Companies using multiple AI models underestimate failure rates by 2.25 times



A team that leads consultations through a coding specialist, a logic specialist, and a generalist model assumes that each will cover the blind spots of the others. A new study Evaluation of 67 frontier models from 21 vendors shows that the assumption is mathematically flawed, and the flaw has a name: the co-failure ceiling.

The assumption works like this: As long as two models do not fail with exactly the same indications, combining them is supposed to create a safety net against failure.

The true limit of orchestration is not how often the models disagree, but the percentage of prompts in which each model in the group gives the wrong answer at a time. By ignoring the co-failure ceiling, companies are building complex and expensive routing infrastructure to chase performance gains that don’t exist. Fortunately, developers can use this same math to create a free trial that determines exactly when multi-model orchestration will really pay off.

The hidden costs of the multi-model strategy

To orchestrate multiple language models, developers typically rely on three architectures. model routers They act like traffic police, sending complex queries to expensive models and simple queries to cheaper models. Waterfalls send all messages to a low-cost model first and only escalate to a premium model if the initial system indicates low trust. Finally, approaches like Mixture of agents (MoA) fuse multiple models by asking them the same question and generating a synthesized answer from their combined results.

These architectures introduce a "shadow price" to inference costs. Every time a development team deploys a router or cascade, they pay a premium in additional system latency, complex infrastructure maintenance, and increased governance risks across multiple API providers.

To justify these operating costs, engineers rely on “pairwise error correlation” to select their group of models. Imagine that a developer has Model A, who writes great Python but fails in SQL, and Model B, who writes great SQL but fails in Python. Because they fail on different types of cues, their pairwise error correlation is low. The developer assumes that by placing a routing layer in front of them, they have created a composite system that rarely fails in coding.

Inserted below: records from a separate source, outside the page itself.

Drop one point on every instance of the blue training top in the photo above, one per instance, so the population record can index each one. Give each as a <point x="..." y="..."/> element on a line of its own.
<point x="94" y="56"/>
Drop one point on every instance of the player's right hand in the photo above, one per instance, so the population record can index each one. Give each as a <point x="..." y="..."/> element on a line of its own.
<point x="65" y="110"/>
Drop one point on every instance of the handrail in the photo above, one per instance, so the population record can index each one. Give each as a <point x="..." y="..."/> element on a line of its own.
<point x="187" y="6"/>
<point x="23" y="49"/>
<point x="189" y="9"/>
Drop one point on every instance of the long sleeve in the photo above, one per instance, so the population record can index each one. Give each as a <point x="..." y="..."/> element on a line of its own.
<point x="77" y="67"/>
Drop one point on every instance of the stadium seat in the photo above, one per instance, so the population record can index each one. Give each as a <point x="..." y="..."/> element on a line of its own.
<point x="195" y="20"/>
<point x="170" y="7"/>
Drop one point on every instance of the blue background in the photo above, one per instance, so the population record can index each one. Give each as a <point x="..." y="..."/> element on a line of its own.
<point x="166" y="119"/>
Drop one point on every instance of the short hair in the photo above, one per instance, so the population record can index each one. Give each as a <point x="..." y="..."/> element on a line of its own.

According to the study, combining diverse models based on low correlation can hurt performance if the models are not equally capable: When voting among diverse but unequal models, the weaker ones often join together and outvote the smarter one.

Josef Chen, author of the paper, told VentureBeat that in his experiments, "Naive majority voting in unequal models had a negative mean gain (minus 10 points in our hard combination): the diverse but weaker members outvote the strong one." Practical advice for developers is "only combine models within a band of equivalent quality." If you can’t match the quality, take the base of a single model and spend your budget on the best model available.

The paper provides a bright spot for this approach with respect to MoA architectures. When building sets, teams often use "Auto-MoA," where they query the same premium model multiple times to generate a synthesized response. The researchers found that, with equivalent quality, building a diverse set of models with low pairwise correlation outperforms a high-correlation Self-MoA setup.

However, when teams use that same pairwise correlation metric to predict the absolute accuracy of their overall system, the math breaks down.

"Therefore, teams pay orchestration overheads up front (latency, complexity, multi-vendor operations) assuming a diversity dividend comes later." Chen said. "This is generally not the case, because the best current models agree and, worse, fail on the same questions… the message simply conveys little signal about which model will be correct when the frontier disagrees."

Why Mathematics Fails: The Failure Ceiling

The main finding of the study focuses on a metric called "co-failure rate" — the formal name of the totally wrong scenario described above. No router, voting system, or cascade will be able to achieve accuracy higher than the limit it imposes.

The coding, logic, and generalism set shows low pairwise correlation in routine prompts; They rarely fail together. But the co-failure ceiling represents the obscure and highly complex edge case that pushes the limits of current AI architectures. If a message is so difficult that all three models hallucinate or fail, it doesn’t matter how intelligently the router distributes the task. The entire pool is cleared at once.

The researchers tested their set of 67 models, which included GPT-5.5, Claude Opus 4.8, and Gemini 3.1 Pro, on the open mathematics benchmark MATH-500. Based on standard pairwise correlation, statistical models predicted that the entire group would disappear simultaneously in only 2.3% of the questions. In reality, the co-failure rate was 5.2%.

Standard correlation metrics underestimated the failure rate by approximately 2.25 times. The culprit is not just an independent difficulty, but a shared point of failure.

"The driver is what we call a common mode atom: a portion of queries where the entire market fails, which no pairwise statistics can detect." Chen said. "Adding a number 20 model to your pool does not buy tail coverage. The queue is shared."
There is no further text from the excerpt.